Principle 4: Prospects want to trust you
My client, Sam, was complaining that his target clients, busy attorneys in Washington, D.C., were not calling him back. He had the feeling they just didn’t want to get together with him. He explained, “I have a good system. I send my lead letters, then call within three days. My ‘meetings set’ to ‘meetings kept’ ratio is horrible, from 12% set to about 4% kept. Then it still takes at least three meetings to close the sale.”
After he vented, I said, “What if you adopted the perspective that your prospects really want to trust you? You are building a new relationship. That may require one meeting, or more than three meetings. You are trying to attract people who want to trust you. What if you adopted the perspective that each of your prospects really wants to trust you? Sam adopted this point of view and flipped his objections into a new paradigm. The results were tremendous within just a few months.

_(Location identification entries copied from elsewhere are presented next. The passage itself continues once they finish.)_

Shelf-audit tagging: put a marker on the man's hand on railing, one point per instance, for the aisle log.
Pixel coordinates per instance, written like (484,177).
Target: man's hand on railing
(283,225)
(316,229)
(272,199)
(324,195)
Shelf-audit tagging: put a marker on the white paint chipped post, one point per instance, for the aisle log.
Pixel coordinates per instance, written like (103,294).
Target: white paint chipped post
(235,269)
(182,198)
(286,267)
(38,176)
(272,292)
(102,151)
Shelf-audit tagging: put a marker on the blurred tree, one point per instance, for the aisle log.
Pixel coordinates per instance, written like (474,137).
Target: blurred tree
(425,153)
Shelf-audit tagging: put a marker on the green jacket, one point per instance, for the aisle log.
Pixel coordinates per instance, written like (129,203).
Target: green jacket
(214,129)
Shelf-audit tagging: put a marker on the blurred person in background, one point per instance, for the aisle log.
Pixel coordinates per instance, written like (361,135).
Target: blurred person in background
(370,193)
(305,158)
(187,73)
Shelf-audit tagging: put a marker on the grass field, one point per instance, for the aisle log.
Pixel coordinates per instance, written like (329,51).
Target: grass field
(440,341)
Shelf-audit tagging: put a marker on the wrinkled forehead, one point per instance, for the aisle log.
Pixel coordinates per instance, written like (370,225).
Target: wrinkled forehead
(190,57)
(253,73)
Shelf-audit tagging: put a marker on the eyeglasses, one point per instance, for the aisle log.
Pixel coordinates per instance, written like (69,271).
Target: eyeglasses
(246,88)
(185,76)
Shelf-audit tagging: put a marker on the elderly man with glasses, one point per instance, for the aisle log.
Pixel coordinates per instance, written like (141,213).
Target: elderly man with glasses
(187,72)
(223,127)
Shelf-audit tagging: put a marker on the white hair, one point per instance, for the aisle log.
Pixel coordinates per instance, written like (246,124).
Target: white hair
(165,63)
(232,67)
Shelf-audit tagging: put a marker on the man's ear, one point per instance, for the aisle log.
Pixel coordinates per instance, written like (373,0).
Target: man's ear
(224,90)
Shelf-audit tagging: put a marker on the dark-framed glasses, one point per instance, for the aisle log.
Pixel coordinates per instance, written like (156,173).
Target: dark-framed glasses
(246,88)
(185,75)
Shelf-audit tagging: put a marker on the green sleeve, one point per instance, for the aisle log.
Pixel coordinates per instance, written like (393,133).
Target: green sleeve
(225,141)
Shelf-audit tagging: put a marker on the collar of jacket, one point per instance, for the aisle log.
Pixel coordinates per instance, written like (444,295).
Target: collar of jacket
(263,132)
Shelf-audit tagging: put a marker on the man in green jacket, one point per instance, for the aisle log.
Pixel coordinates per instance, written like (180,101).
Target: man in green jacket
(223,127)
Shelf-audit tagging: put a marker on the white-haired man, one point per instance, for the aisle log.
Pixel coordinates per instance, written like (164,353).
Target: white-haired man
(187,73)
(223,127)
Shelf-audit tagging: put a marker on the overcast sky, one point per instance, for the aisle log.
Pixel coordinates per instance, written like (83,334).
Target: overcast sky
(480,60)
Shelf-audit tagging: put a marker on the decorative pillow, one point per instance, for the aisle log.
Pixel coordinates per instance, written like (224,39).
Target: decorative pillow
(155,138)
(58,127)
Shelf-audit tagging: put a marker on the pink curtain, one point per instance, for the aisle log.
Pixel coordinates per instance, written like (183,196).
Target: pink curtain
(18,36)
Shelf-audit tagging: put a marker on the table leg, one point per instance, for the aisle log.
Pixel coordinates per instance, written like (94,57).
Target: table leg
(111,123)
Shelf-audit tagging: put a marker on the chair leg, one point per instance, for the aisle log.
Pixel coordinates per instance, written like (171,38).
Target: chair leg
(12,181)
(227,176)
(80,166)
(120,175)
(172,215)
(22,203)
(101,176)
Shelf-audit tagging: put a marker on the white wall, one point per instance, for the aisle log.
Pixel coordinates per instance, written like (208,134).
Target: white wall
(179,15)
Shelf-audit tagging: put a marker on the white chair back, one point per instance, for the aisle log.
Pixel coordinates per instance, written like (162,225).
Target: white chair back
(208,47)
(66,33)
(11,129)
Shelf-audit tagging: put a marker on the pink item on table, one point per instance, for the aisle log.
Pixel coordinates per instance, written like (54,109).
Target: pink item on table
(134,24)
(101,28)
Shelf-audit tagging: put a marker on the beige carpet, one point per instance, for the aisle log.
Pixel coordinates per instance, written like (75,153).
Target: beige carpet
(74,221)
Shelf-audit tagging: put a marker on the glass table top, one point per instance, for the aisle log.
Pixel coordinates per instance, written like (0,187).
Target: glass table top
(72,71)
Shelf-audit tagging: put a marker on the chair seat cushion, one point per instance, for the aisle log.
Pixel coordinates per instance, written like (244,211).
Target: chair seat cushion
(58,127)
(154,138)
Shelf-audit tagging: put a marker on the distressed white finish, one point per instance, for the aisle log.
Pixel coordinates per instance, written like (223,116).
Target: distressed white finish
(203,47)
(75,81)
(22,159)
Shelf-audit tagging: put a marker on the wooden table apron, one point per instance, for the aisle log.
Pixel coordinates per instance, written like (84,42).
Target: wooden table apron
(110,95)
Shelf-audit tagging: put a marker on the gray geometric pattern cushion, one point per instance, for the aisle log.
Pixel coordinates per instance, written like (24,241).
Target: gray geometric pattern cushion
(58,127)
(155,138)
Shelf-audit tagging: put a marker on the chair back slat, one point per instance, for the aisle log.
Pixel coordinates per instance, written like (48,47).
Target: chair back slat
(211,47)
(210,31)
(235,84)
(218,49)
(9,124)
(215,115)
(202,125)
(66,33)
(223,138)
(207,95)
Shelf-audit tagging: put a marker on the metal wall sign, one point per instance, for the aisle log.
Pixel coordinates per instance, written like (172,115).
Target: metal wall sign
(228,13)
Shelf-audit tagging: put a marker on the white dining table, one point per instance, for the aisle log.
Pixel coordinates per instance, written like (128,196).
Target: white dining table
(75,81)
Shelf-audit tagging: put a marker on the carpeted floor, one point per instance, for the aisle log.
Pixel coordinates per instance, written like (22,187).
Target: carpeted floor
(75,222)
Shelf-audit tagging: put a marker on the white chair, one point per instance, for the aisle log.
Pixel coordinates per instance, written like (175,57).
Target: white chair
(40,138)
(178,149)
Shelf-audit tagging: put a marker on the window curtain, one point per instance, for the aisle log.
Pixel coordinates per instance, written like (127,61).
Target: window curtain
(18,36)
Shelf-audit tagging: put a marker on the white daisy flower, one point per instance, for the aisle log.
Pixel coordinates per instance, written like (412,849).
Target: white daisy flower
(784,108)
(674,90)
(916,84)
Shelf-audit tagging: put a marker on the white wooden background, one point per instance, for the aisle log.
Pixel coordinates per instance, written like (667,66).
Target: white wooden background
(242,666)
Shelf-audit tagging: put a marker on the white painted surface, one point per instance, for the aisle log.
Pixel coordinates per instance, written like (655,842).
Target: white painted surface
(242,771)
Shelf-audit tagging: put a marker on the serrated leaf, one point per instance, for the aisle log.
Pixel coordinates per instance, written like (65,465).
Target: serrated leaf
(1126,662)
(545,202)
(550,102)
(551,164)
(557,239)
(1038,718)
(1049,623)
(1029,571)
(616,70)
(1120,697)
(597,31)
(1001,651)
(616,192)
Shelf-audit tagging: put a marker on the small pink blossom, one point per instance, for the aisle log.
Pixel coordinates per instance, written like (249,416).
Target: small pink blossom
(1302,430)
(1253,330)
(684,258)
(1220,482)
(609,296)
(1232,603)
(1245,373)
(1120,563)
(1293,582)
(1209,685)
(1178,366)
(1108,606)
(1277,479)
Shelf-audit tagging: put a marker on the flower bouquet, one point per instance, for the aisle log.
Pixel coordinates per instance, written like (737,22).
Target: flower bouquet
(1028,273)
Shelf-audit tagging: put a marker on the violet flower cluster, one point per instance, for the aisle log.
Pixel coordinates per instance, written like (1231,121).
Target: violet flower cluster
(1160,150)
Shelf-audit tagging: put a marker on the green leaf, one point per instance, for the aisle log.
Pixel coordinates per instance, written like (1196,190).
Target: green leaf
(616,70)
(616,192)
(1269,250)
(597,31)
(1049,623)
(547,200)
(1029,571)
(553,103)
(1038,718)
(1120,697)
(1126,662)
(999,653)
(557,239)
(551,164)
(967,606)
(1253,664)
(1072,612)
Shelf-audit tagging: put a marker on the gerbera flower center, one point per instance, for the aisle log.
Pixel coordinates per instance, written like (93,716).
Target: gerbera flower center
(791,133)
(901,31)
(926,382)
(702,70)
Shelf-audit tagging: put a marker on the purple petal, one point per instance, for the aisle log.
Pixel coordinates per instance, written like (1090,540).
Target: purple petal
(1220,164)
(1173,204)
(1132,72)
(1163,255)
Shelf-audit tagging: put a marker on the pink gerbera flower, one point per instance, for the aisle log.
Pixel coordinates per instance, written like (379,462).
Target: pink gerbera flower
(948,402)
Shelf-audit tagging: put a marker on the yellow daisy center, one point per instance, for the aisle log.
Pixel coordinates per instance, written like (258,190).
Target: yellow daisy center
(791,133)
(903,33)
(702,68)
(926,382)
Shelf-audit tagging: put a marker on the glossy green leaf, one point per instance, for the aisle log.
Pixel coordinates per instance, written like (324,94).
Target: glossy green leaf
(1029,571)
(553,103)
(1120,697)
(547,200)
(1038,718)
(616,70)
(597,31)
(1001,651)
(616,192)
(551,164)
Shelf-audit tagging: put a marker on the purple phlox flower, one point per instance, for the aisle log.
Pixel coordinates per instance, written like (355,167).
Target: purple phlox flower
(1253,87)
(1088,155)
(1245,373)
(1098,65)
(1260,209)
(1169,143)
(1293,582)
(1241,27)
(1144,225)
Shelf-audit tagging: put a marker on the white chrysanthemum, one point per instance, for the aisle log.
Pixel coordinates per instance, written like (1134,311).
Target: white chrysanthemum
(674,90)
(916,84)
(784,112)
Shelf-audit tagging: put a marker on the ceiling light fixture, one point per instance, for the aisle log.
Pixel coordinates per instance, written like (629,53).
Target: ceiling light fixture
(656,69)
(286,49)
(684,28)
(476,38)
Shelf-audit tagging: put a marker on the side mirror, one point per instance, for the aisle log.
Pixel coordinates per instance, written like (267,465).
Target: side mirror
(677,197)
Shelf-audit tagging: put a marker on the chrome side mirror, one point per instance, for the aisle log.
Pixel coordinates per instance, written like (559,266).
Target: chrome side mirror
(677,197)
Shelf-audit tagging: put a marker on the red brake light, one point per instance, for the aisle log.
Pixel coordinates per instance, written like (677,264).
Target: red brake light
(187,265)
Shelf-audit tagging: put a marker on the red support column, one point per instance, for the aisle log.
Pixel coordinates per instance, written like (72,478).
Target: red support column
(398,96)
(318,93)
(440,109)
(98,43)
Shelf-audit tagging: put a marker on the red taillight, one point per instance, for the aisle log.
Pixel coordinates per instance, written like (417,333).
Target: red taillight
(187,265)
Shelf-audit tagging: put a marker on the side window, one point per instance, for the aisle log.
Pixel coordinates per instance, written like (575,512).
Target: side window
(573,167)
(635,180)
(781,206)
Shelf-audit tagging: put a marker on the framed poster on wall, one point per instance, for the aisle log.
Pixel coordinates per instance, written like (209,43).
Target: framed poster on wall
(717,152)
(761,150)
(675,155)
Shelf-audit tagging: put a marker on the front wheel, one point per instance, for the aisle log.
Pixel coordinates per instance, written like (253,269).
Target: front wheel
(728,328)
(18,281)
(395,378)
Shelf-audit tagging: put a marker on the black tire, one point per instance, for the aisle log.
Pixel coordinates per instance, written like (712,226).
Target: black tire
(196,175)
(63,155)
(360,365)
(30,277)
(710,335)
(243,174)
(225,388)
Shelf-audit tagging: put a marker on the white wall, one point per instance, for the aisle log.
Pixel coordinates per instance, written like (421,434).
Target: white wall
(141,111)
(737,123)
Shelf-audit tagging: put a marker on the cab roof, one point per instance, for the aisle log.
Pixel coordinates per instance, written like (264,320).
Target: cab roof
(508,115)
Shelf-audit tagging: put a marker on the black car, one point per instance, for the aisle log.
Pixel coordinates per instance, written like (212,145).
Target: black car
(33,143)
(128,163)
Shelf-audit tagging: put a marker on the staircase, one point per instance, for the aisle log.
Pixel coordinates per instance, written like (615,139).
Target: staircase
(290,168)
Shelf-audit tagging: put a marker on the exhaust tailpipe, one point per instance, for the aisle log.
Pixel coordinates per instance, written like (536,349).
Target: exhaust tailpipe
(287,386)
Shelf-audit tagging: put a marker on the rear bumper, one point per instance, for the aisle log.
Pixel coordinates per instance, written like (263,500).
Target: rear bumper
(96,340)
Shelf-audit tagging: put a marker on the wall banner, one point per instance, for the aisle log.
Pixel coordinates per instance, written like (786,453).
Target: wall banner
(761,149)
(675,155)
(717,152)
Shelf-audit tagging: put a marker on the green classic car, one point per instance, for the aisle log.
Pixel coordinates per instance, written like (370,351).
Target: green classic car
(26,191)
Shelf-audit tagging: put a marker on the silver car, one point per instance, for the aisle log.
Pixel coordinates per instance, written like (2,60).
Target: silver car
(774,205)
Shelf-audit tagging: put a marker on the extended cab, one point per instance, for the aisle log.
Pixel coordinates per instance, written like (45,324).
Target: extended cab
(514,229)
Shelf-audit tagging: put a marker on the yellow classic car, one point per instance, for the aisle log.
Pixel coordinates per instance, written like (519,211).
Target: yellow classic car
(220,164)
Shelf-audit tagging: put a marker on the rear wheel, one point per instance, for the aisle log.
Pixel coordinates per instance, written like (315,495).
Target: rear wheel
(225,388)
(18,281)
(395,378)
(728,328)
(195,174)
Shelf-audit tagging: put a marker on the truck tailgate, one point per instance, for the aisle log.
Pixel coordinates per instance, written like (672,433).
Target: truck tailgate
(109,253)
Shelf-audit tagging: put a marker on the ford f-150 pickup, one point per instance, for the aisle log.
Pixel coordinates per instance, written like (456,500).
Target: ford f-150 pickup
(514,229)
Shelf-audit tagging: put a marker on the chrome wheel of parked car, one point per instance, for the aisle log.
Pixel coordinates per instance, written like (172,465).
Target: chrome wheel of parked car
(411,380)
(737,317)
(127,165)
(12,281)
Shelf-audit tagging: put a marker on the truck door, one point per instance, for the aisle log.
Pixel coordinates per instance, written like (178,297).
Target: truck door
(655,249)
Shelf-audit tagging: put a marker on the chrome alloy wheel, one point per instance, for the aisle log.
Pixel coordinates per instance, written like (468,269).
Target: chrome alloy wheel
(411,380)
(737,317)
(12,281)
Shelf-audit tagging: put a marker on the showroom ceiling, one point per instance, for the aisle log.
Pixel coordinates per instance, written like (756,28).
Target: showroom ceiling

Try taking this attitude yourself, then build on it by explicitly incorporating it into the way you talk with clients. Make trust a central focus of your discussions. Start your fact-finding meetings by stating, “There are many reasons why you can trust me …” Then state them. When you are telling stories, be sure to use the word “trust” in them and demonstrate your trustworthiness.
Building the trust business is not always a quick sales proposition. But take a moment to reflect on successful advisors you know. I’ll bet each of them could tell you who they like and trust, what services they consistently provide, and how they ask for business. Work on earning trust, and soon you’ll have other advisors asking for your secrets!